ゲス天使の言葉で堕天使の中でも、特に大きいやつが突っ込んでくる。
たぶんリーダー格なのだろう。体格だけじゃなく、装備している杖もかなりデカイ。
それを思い切り振りながら、頭上よりとてつもない速さでまっすぐに降りて来た――はずだった。
不思議だ……ぼやけた視界だが、それがとてもゆっくりに見え、その理由考える時間まである。
あぁそうか。これが走馬灯というやつの一種なんだろう。
昔は思い出せないが死ぬ間際、時間がゆっくりと流れるように見える事もあると聞いたな。
あの痛そうなトゲが付いた部分で頭を殴られるんだろう?
あぁ嫌だ、そんな痛いのは一瞬で終わって欲しいのに、なんでこんなにスローに見えるんだよ。
『――じ』
まったく、神の国からやってきたヤツを潰しまくったから、これが天罰なのか?
『るじよ!』
頼むぜ神様、どうせ死ぬならサクっとやってくれよ。
『主よ、最後の魔釣力で間に合いましたぞ!!』
「やめてくれよ、俺は静かに旅立ちたい――って、何だッ!?」
最後の魔釣力がかすかに残る釣り糸を相棒が操作し、それを堕天使の首へ絡めつけてソイツが消え去った瞬間、世界が一変した。
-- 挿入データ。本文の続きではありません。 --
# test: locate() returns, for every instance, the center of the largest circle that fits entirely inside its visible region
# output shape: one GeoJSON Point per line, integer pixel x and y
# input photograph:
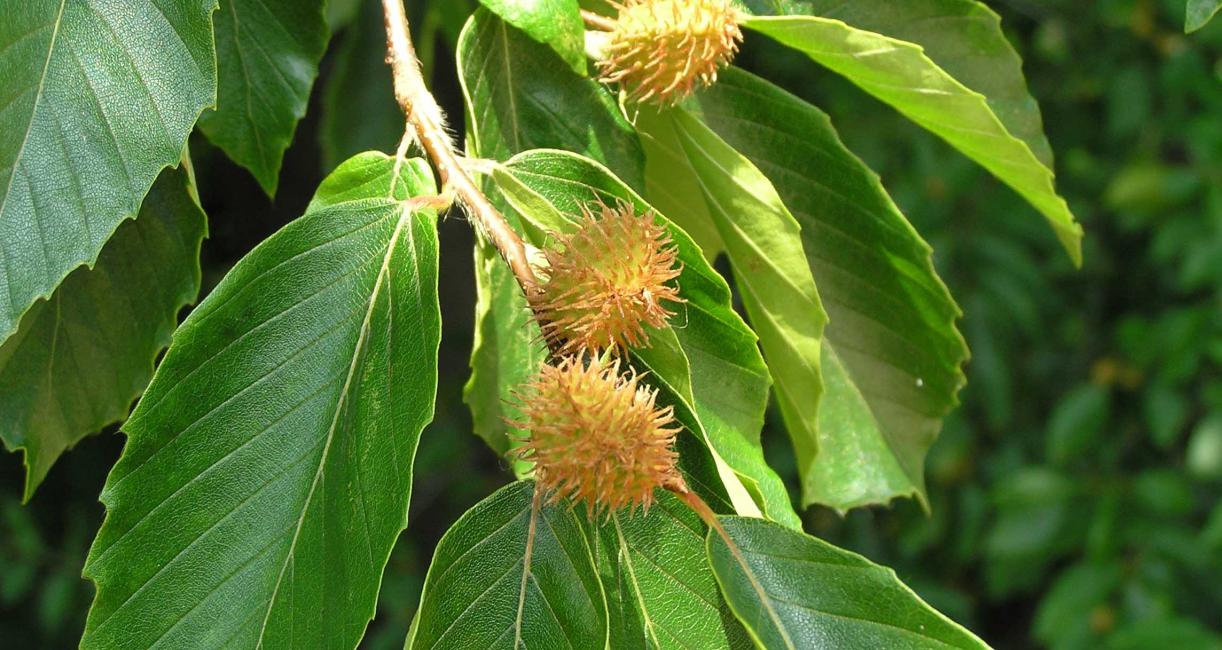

MP釣が無くなり、意識が朦朧としていたが、それが急速に消失。
と同時に、呼び出してもいないのに〝ス釣タス〟が現れ、ページが高速でめくれあがり該当ページで止まる。
しかも初めて聞く声で、意味不明な事を言い出す。
『おい、やりやがったなテメェ! 堕天使とはいえ、ここまで神の眷属を屠ったんだ。覚悟、キメロよ?』
この乱暴な口調。もしかしてス釣タスの中の人か?
その内容はニページ全部使ってこう書いてある。
【裏クエスト:人類を超えてリミットブレイクをキメロ!! 状況:達成】
「な、なんだよコレ?」
『いいから選択してください時間がない!!』
相棒にせかされ、その下に書かれている内容を見る。
そこには〝選択をしてください〟と書かれた場所に、[人類最終形態]と、[魚類魔神]と、[魚介系水産物]と書かれていた。
「え? 工エエェェェェエエ工!?」
『迷っている暇はありませんぞ!! 早くッ!!』
マッチョメンが俺の頭へ天罰という名の暴行まで、残り八メートル。
急速に回復したと分かる、MP釣が脳内まで来たことで、思考も高速に動く。
さらに驚くほどに心が冷静だ。そう冷静なのだが――魚介系水産物ってんだんだよ!? 俺、美味しく食べられるのか?!
いやいや無いわ。無いでござる。
無いでござるはいいが、筋肉質の暴漢に殴られるまで六メートル。
マズイ! このままなら俺の頭が弾け飛ぶッ……が、本当にマズイ……のか?
妙な余裕さえあるんだが、魚類魔神! オマエの存在には余裕すらない。魚類魔神ってなんだよ?!
すまん、魚魚しい未来しかみえない。謹んでまたのご来店をお待ちしています。
ってウソだろ? もう三メートルしか距離ねぇだろ!?
ええ、そうです。ムダなこと考えすぎました。
はい、初めから決まっておりました。
消去法で初めから[人類最終形態]一択だと。
「ど~せ人間半分やめたみたいな体だ。ならば人類最終形態――なったろうじゃねぇか、デミゴットってやつにな!!」
そして迷いなく人類最終形態――デミゴットを強く選ぶ。
瞬間、俺の体を包み込むまばゆい光。
だがそんな事などお構いなしと、凶暴なトゲ付き杖を振り下ろす暴漢天使。